As countries such as China tighten their programs to discourage corruption, the waiting time for infants has stretched into several years or more. As a result, many Canadians are extending the upper age limit in their requests, to shorten the waiting period and make sure they’re adopting true orphans, agencies report.
In developing countries, older orphans are often part of sibling groups whose communities are too poor to feed them, according to Sandra Scarth, president of the Adoption Council of Canada. And because orphaned siblings are less in demand than infants, they are also less likely to be victims of child trafficking, she says. “A lot of those children have been in the orphanages for a long time.”
For Canadians with adequate financial and emotional resources, adopting older siblings from a country with a reputable program, such as Ethiopia, may be among the most ethical forms of international adoption, Ms. Scarth says.
Ethiopia is emerging as a preferred source country for siblings because of its well-run orphanages, low rates of health disorders such as fetal alcohol syndrome compared with Canada, and the number of children orphaned because of poverty and AIDS.
“The need for parents in Ethiopia is quite beyond anything people could fathom in North America,” says Arnica Rowan of Kelowna, B.C. She and her husband, Jason, are in the process of adopting three-year-old Ethiopian twins, whom they hope to bring to Canada by June.
The Rowans requested siblings in part because international adoption programs are unstable, Ms. Rowan says. “If you adopt a single child at a time, you always have the risk that the country will be closed [to adoption],” she says, “and you won’t be able to adopt other children who are of the same heritage.”
In addition to their heritage, the twin girls may also share a history of trauma and emotional scars–a reality the couple considered when they chose to adopt older children. “We didn’t take that decision lightly,” Ms.
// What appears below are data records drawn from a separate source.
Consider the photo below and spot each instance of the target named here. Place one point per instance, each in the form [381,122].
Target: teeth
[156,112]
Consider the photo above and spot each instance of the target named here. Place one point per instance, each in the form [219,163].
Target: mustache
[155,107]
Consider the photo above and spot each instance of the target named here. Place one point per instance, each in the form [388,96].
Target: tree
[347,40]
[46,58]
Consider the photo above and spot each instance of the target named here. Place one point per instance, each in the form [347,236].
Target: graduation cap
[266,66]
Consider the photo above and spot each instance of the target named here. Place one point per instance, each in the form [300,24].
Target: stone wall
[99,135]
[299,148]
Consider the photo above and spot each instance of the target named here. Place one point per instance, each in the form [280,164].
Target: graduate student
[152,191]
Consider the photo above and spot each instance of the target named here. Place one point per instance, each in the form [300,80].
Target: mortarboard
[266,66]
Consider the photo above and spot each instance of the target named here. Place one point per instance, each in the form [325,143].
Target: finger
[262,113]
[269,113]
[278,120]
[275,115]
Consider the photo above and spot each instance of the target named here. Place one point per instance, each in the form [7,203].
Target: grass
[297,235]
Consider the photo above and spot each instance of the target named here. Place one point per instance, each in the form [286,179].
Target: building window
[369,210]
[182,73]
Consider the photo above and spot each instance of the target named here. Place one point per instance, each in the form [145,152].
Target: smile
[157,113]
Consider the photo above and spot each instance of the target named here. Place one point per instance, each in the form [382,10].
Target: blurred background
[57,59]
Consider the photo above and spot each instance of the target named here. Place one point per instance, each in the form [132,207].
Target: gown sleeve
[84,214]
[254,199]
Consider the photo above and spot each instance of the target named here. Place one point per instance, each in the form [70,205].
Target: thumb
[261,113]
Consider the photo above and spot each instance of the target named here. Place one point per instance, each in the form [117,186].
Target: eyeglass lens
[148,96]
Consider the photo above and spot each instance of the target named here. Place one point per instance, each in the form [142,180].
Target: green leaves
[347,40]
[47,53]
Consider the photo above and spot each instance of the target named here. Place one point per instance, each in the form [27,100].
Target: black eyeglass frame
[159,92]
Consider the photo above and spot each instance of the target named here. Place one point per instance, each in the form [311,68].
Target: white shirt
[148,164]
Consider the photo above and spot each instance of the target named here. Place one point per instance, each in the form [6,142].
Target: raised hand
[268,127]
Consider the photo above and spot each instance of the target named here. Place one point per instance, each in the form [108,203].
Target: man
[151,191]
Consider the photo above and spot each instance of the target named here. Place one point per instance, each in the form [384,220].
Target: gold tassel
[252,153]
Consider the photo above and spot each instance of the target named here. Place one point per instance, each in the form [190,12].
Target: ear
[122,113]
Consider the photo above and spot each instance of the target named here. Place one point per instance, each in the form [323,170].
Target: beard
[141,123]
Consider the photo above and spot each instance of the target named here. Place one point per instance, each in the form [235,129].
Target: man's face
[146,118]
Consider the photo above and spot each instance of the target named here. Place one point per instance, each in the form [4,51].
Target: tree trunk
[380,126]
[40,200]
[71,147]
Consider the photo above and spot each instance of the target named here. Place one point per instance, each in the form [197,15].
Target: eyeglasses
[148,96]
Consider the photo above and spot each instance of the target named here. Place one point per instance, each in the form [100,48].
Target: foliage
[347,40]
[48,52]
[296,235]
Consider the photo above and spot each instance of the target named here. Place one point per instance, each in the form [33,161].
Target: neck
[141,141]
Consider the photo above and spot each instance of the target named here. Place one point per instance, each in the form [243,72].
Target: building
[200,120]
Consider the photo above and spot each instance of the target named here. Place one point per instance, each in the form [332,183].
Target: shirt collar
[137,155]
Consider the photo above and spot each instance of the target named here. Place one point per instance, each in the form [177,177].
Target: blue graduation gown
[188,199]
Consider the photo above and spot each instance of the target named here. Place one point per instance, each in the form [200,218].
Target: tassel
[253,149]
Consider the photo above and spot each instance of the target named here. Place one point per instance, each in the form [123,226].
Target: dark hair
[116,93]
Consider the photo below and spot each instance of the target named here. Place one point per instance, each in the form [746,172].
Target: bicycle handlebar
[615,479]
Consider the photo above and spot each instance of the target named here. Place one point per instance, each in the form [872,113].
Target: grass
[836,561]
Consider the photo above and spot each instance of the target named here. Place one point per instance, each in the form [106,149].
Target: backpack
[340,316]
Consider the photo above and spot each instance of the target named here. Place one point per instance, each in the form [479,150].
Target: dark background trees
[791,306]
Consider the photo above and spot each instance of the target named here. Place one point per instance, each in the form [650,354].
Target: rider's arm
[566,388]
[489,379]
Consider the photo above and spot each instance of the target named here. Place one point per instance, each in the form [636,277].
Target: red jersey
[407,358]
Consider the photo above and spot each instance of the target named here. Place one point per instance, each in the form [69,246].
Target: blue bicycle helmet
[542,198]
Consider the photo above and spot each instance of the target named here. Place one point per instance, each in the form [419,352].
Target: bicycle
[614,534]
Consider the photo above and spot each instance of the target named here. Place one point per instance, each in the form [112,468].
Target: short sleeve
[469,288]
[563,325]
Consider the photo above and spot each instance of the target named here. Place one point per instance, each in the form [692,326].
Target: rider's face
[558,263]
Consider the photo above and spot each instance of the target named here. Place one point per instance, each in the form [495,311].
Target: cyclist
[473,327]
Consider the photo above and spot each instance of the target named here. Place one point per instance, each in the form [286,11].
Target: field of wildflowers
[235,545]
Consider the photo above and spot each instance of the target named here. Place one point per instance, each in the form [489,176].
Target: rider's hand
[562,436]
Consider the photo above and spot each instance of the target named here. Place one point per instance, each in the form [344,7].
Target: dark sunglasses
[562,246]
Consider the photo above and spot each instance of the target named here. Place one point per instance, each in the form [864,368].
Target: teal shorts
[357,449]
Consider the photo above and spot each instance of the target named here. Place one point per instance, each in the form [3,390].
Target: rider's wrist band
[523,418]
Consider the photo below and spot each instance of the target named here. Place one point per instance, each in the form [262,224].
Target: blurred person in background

Rowan says.
Because adoption can be a difficult and expensive process, sibling adoption may offer parents a faster way to build a family, Ms. Scarth says. “But the benefit is mainly for the children.”
A sibling relationship is a lifelong bond, she points out, and siblings give each other the security and intimacy of having a family member as they settle into their adoptive homes.
The hope of easing an adopted child’s loneliness and distress was the reason Debbie and Rod Kurtz of Edmonton decided to adopt sisters from Ethiopia instead of a single child.
After having four boys biologically, Ms. Kurtz says, the couple wanted to add girls to their family. They considered adopting Canadian foster children, but “the red tape [in Canada] is just astronomical,” Ms. Kurtz says, and domestic adoption is full of uncertainties. With international adoption, “we knew that we’d be able to find siblings,” she says, “and we knew that we’d be able to find girls.”
Their daughters, Denaye and Maya, came to Canada in September, 2007. At first Denaye, then 3, was “very clingy” to five-year-old Maya, Ms. Kurtz recalls. And Maya behaved more like a mother than a child; she would feed her younger sister and even lie to protect Denaye if the younger girl did something wrong.
But the children bonded quickly with their new brothers and learned to rely on their adoptive parents, Ms. Kurtz says. Now, she adds, “Maya is enjoying being a little girl.”
In West Kelowna, Mekfira and Kalkidan are still adjusting to their new lives. Nevertheless, the girls already show signs of thriving, Ms. Livingstone says. They reach out to their new parents for affection and support, and they dote on their younger siblings. Within days, she says, “it looked like they’d all been together forever.”